Responding to the reports of the Indian army authorities inquiring into the alleged extrajudicial execution of three labourers by its troops on 18 July 2020 in the Shopian district of Jammu and Kashmir, Avinash Kumar, Executive Director of Amnesty International India said:
“Amnesty International India calls for the extrajudicial execution to be investigated and prosecuted by independent civilian authorities. Civilian investigations and trials offer a degree of transparency and independence that is missing from the military justice system.”

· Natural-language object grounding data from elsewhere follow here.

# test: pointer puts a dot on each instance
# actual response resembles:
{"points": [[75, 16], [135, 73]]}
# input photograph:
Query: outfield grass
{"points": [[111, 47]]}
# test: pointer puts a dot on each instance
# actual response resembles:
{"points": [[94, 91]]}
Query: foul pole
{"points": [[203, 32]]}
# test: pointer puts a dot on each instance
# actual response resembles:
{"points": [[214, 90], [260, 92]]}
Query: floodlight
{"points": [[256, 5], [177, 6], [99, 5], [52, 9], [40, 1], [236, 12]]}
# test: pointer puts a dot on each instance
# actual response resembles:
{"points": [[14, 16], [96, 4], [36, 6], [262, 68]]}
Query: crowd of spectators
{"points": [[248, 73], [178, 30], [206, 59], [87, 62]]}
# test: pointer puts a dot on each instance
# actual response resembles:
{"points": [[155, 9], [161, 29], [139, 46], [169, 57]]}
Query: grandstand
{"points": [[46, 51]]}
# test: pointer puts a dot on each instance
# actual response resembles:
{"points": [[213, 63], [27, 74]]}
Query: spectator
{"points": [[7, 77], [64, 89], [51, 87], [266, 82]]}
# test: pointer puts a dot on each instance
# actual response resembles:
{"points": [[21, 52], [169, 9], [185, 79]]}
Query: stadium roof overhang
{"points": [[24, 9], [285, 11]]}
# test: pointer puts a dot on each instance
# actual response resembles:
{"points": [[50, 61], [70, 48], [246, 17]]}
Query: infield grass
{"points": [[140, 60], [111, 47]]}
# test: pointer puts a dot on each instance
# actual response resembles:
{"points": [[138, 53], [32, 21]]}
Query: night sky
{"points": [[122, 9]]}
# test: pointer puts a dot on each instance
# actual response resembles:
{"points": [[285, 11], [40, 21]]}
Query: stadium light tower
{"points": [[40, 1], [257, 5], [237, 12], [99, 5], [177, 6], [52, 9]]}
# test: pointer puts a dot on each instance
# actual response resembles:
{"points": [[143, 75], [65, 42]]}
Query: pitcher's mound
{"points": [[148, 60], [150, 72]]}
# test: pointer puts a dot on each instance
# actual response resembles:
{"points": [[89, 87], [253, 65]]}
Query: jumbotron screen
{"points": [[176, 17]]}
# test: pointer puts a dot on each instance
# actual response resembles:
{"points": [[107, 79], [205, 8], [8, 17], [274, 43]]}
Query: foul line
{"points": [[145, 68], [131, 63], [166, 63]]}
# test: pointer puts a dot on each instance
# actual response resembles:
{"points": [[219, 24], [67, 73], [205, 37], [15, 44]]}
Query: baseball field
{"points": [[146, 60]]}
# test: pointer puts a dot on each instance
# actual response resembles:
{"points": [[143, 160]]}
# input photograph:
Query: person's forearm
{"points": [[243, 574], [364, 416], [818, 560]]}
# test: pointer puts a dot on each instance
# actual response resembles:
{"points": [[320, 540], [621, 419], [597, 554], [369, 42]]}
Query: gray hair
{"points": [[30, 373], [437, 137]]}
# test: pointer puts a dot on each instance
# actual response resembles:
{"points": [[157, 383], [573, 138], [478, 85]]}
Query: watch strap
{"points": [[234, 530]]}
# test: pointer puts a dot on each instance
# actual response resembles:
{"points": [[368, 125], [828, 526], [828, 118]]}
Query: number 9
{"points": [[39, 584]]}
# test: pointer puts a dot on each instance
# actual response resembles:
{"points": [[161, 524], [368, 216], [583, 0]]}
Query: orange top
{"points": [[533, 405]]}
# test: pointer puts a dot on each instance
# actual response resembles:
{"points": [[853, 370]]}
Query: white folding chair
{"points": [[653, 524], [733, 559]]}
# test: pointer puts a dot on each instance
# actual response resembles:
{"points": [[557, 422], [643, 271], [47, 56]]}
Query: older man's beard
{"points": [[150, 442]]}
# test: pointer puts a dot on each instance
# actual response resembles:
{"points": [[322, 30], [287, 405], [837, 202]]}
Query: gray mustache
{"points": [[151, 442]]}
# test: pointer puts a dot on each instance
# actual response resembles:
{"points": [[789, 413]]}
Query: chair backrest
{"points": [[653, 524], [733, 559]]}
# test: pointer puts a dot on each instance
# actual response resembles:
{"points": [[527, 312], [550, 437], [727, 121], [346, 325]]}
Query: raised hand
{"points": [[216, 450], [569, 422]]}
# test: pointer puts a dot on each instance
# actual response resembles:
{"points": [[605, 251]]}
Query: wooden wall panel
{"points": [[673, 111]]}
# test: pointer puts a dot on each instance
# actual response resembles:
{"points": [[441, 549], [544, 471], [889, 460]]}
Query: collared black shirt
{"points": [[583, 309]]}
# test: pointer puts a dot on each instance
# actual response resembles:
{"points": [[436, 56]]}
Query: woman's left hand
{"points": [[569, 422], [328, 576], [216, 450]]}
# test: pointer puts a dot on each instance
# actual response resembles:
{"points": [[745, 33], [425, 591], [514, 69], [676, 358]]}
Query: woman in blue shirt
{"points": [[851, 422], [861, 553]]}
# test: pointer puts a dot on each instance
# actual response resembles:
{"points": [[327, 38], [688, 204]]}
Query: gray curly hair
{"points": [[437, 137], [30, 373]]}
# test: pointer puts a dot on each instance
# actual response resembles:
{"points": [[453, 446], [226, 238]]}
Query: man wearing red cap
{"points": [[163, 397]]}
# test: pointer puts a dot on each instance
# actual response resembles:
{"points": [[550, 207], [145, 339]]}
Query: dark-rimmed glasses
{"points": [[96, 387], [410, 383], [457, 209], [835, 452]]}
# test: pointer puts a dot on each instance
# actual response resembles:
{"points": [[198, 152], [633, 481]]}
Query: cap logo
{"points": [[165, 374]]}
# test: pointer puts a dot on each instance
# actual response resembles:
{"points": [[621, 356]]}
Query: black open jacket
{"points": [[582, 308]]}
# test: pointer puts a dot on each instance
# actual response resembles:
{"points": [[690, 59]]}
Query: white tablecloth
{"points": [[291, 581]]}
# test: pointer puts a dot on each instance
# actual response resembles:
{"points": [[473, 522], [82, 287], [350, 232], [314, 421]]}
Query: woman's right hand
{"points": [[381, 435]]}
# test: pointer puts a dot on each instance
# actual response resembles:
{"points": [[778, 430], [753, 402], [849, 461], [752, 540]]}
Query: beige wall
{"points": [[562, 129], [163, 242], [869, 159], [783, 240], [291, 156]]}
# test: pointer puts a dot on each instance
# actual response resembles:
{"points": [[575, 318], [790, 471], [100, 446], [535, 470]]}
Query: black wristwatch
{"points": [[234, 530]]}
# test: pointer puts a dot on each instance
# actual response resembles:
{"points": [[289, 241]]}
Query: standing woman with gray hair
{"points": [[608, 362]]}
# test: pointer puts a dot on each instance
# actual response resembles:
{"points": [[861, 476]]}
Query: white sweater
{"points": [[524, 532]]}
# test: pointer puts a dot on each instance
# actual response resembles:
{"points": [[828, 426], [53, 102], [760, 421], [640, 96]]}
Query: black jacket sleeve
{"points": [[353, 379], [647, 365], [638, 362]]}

The UN Human Rights Committee, which monitors the implementation of the International Covenant on Civil and Political Rights (ICCPR), to which India is a state party has stated that in cases of human rights violations by security forces, investigations should be carried out by civilian authorities in order to ensure independence. This has also been affirmed by the UN Special Rapporteur on the Independence of Judges and Lawyers. The Supreme Court of India has also criticised the military justice system and recommended reforms on a number of occasions. Military law experts in India have acknowledged inherent defects within the Indian military justice system, particularly its lack of independence.
Amnesty International India has previously documented the propensity of army authorities to almost categorically dismiss allegations of human rights violations against their personnel. In its latest Situation Update and Analysis from Jammu and Kashmir, Amnesty International India has documented the closure of the State Human Rights Commission along with six other commissions, including the State Commission for Protection of Women and Child Rights, which has left the people of Jammu & Kashmir with absolutely no redressal for their human rights violations. This is a violation of their right to remedy as guaranteed by the ICCPR, NGO said in a statement.
On 18 July 2020, the Indian army said three terrorists were killed in the higher reaches of Shopian in South Kashmir. However, no further details were shared.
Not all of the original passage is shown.